Defective bile acid conjugation associated with mutations in BAAT has been described in a number of patients from an Amish kindred; hypercholanemia in Amish patients carrying a homozygous mutation in TJP2 and heterozygous mutation in BAAT occurred more often than expected by chance, suggesting that heterozygosity for the BAAT mutation may increase penetrance of disease associated with a TJP2 mutation.[22] Recently, the first confirmed defect associated with a mutation in SLC27A5 was reported.[20] The patient, of Pakistani origin and born to consanguineous parents, presented with cholestasis, elevated serum bilirubin and transaminase levels, normal serum GGT level, and low serum fat-soluble vitamin levels, which is a similar presentation to that of the patients with BAAT deficiency described here.

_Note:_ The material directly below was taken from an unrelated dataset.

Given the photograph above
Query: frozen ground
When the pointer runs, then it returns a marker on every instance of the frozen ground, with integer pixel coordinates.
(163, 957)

A liver biopsy specimen from this child showed extensive fibrosis. The patient was homozygous for a missense mutation C.1012C>T in SLC27A5. No mutations were found in BAAT, but interestingly a second mutation was found in ABCB11, encoding the bile salt export pump (BSEP).

Treatment with ursodeoxycholic acid was reportedly beneficial in a single patient with defective bile acid amidation caused by a mutation in SLC27A5.[20] However, oral administration of primary conjugated bile acids should provide a better and rational therapeutic approach to correcting the fat-soluble vitamin malabsorption in patients with amidation defects.[23] A trial of oral glycocholic acid is currently ongoing in 5 of the patients described here.